As previously mentioned, the introduction of highly sensitive staging modalities would lead to a higher number of patients diagnosed with metastatic hormone- sensitive PCa (mHSPC). The latter represents a unique entity, given patients’ higher risk of ultimately dying from PCa and the introduction of novel antiandrogen-targeted agents into their treatment paradigm. Using real-world data, the European Network of Excellence for Big Data in Prostate Cancer (PIONEER) described the demographics, clinical characteristics, treatment patterns, and clinical outcomes of a large cohort of 94,261 patients with mHSPC. The main report was the lack of adherence to guideline-recommended treatment in approximately one-third of patients. Although real-world data provide a snapshot of what is happening in the community, interpretation of such data requires caution, as the actual percentage of patients receiving guideline-recommended treatment may have been diluted by the inclusion of elderly or comorbid patients in whom optimal treatment strategies may not be suitable. In this context, the increased risk of toxicities due to dose intensification treatment should not be underestimated. Results from 7 trials identified in the Yale University Open Data Access (YODA) repository evaluating treatment with abiraterone acetate (AA) in patients with metastatic castration-sensitive or castration-resistant PCa showed that AA did not significantly affect erectile function or sexual satisfaction assessed by the Functional Assessment of Cancer Therapy- Prostate questionnaire.
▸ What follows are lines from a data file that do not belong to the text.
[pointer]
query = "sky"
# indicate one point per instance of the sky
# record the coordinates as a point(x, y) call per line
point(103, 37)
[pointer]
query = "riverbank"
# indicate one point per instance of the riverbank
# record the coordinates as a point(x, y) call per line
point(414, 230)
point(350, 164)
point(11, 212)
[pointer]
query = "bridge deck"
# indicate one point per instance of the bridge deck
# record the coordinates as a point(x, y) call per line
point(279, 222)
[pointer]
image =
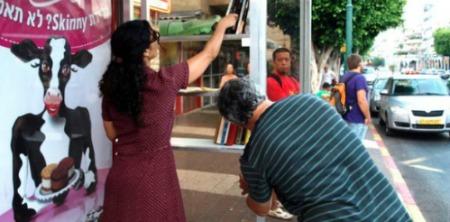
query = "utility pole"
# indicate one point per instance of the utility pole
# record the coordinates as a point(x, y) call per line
point(348, 32)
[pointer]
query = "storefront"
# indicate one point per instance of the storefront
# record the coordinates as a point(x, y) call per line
point(81, 30)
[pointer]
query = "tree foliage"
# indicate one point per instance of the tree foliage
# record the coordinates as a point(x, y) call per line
point(442, 41)
point(328, 20)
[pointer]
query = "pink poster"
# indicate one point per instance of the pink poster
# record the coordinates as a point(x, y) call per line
point(54, 155)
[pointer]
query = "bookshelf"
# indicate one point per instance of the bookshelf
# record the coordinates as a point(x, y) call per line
point(196, 129)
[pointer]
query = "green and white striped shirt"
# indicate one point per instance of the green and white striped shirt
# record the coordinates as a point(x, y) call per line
point(319, 169)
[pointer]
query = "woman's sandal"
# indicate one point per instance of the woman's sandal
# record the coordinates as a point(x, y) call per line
point(280, 214)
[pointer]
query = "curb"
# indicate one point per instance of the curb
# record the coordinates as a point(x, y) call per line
point(399, 182)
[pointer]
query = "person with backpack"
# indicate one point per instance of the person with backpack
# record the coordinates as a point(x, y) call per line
point(281, 83)
point(357, 114)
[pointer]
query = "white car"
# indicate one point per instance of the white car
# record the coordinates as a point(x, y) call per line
point(415, 103)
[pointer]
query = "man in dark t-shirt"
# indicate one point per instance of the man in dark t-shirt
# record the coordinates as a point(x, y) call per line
point(304, 153)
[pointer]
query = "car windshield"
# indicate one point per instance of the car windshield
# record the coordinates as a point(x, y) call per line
point(379, 84)
point(368, 70)
point(418, 87)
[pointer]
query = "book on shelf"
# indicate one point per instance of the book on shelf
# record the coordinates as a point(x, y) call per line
point(232, 133)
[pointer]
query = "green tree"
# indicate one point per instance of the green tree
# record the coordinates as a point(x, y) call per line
point(442, 41)
point(328, 24)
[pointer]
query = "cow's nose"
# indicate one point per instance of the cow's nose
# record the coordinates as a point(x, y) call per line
point(53, 92)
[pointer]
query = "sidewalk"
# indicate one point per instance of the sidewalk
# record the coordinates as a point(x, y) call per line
point(210, 187)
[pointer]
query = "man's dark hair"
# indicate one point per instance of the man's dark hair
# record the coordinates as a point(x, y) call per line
point(353, 61)
point(280, 50)
point(237, 100)
point(326, 85)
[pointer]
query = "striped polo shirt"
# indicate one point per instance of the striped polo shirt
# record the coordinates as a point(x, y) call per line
point(319, 169)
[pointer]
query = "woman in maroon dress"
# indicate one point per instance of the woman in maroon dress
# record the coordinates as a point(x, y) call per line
point(137, 110)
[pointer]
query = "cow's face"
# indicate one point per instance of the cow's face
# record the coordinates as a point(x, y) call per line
point(55, 67)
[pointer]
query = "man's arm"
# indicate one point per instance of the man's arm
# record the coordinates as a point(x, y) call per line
point(198, 63)
point(110, 130)
point(363, 105)
point(260, 209)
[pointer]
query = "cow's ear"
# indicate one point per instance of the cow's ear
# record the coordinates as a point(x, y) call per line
point(26, 50)
point(82, 58)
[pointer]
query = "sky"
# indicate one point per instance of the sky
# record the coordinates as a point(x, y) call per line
point(413, 12)
point(413, 20)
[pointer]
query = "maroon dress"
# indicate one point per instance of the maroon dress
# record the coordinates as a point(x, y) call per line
point(142, 184)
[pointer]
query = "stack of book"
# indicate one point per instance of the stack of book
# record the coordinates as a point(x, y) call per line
point(231, 134)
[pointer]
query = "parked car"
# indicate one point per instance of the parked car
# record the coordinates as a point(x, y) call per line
point(445, 75)
point(374, 98)
point(415, 103)
point(370, 75)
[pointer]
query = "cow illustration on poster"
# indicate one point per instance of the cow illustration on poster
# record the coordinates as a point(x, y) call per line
point(54, 154)
point(38, 137)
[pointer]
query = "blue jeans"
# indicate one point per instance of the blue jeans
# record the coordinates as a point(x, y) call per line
point(360, 129)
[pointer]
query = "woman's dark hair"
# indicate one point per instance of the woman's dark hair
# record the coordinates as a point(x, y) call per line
point(237, 100)
point(125, 77)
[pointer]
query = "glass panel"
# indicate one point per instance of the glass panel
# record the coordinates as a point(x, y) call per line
point(184, 33)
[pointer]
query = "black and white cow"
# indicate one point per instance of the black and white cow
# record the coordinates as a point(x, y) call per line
point(57, 131)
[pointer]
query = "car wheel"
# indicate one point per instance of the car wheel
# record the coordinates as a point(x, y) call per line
point(387, 130)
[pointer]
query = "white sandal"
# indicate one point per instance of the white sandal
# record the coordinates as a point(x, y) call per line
point(280, 214)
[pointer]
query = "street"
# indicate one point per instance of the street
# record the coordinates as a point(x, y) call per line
point(423, 160)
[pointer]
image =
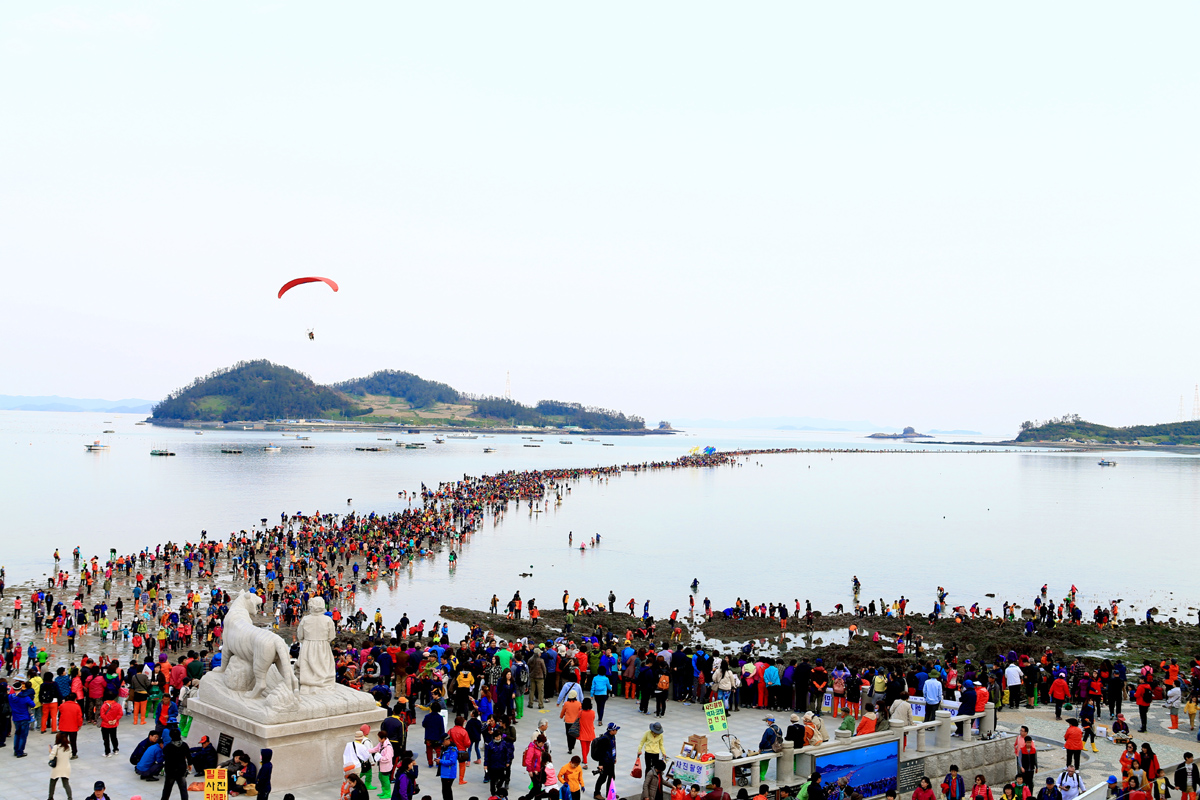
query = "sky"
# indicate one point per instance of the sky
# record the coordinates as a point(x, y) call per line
point(945, 215)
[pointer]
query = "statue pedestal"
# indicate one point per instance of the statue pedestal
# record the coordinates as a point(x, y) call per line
point(305, 751)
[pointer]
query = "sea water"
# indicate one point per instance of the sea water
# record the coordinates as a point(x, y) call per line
point(777, 528)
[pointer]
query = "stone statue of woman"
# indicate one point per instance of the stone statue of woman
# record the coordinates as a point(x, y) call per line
point(316, 635)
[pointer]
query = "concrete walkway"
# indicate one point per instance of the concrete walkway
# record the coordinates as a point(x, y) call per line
point(27, 779)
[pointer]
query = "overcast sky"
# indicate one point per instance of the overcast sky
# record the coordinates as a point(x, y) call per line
point(943, 215)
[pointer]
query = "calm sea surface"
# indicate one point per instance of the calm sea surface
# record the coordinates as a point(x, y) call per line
point(778, 528)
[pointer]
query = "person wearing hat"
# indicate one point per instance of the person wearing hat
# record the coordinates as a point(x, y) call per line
point(604, 751)
point(652, 745)
point(772, 741)
point(570, 717)
point(498, 763)
point(21, 701)
point(1050, 792)
point(357, 757)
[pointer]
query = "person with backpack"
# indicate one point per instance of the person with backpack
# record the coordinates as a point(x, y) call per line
point(772, 743)
point(111, 714)
point(497, 764)
point(661, 687)
point(604, 751)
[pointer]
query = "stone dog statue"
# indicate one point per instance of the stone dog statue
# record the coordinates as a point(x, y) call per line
point(247, 651)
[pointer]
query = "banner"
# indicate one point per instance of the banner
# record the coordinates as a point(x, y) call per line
point(216, 785)
point(714, 713)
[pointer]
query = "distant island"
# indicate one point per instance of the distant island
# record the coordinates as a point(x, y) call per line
point(1073, 429)
point(55, 403)
point(907, 433)
point(257, 391)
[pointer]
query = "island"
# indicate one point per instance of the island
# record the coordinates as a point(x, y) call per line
point(907, 433)
point(262, 394)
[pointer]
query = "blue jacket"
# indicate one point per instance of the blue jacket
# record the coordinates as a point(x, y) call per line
point(151, 761)
point(448, 765)
point(22, 703)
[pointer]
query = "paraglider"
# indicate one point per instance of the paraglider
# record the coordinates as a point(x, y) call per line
point(297, 282)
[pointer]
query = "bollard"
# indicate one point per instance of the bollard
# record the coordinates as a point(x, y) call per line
point(942, 738)
point(785, 768)
point(988, 722)
point(724, 769)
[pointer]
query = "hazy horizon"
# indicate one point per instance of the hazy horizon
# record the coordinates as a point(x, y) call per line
point(943, 216)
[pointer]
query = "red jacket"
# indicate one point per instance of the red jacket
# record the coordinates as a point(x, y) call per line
point(111, 714)
point(70, 716)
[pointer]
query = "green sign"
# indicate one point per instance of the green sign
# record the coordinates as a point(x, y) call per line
point(714, 713)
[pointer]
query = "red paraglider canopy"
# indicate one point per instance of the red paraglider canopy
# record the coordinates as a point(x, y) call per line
point(299, 281)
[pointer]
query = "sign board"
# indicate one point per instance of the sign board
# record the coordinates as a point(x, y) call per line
point(216, 785)
point(691, 773)
point(714, 713)
point(911, 773)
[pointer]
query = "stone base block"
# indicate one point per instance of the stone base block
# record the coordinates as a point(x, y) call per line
point(304, 752)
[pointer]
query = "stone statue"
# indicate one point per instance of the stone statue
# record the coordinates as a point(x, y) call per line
point(247, 653)
point(316, 635)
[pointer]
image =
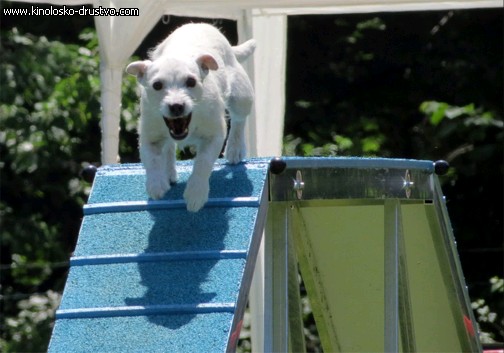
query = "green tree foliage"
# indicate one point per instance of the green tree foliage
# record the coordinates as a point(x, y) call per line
point(49, 130)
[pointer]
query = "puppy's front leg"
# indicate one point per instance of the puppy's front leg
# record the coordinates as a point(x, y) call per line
point(157, 157)
point(196, 192)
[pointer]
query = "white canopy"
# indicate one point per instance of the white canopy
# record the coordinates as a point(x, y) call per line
point(264, 20)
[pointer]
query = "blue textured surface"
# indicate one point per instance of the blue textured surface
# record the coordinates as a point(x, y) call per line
point(141, 334)
point(161, 279)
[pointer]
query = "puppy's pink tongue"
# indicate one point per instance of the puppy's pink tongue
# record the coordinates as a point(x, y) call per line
point(179, 127)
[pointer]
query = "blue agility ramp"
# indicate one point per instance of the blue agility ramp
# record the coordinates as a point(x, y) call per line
point(148, 276)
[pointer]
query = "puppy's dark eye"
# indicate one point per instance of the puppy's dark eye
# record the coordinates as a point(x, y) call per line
point(191, 82)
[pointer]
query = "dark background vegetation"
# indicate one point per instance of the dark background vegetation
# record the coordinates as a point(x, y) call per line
point(423, 85)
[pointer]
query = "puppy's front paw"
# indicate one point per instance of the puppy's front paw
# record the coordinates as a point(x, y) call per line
point(157, 186)
point(235, 153)
point(196, 193)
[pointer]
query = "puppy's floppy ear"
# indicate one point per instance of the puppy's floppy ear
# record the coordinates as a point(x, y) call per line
point(207, 62)
point(138, 68)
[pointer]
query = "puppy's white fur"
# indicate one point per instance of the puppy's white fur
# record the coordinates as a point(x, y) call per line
point(193, 73)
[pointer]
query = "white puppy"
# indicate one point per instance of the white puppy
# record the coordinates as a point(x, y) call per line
point(192, 77)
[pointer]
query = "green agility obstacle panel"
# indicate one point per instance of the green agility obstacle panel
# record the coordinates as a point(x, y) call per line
point(377, 256)
point(148, 276)
point(371, 236)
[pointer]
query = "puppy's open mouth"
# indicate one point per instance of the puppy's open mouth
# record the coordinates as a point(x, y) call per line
point(178, 127)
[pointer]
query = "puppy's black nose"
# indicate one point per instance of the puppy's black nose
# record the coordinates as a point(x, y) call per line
point(176, 109)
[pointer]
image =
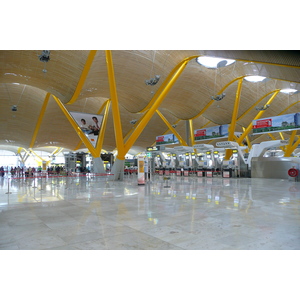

When discussing the potential benefit of local treatment in mHSPC,³ the role of cytoreductive RP in selected low metastatic burden patients represents a controversial topic. Here, a group of investigators evaluated the pathological response in patients treated with cytoreductive RP after neoadjuvant therapies. All patients received treatment with ADT (18.5%) vs ADT + AA (24.7%) vs ADT + apalutamide (24.7%) vs ADT + enzalutamide (9.9%) vs ADT + docetaxel (22.2%) prior to RP. The authors reported the presence of lymph node invasion in 42 (45.2%) patients and local recurrence in 2 (2.2%) patients, with Clavien-Dindo grade III to IV complications observed in 15 (16.1%) patients. Overall, ADT + apalutamide and ADT + docetaxel were associated with the lowest risk of lymph node invasion. The authors concluded that cytoreductive RP should be considered as an option for local treatment within a multidisciplinary discussion.

In conclusion, the advanced PCa abstract session showed that the management of these patients is an evolving field with several implications relative to the introduction of new imaging modalities and optimal treatment strategies still unclear.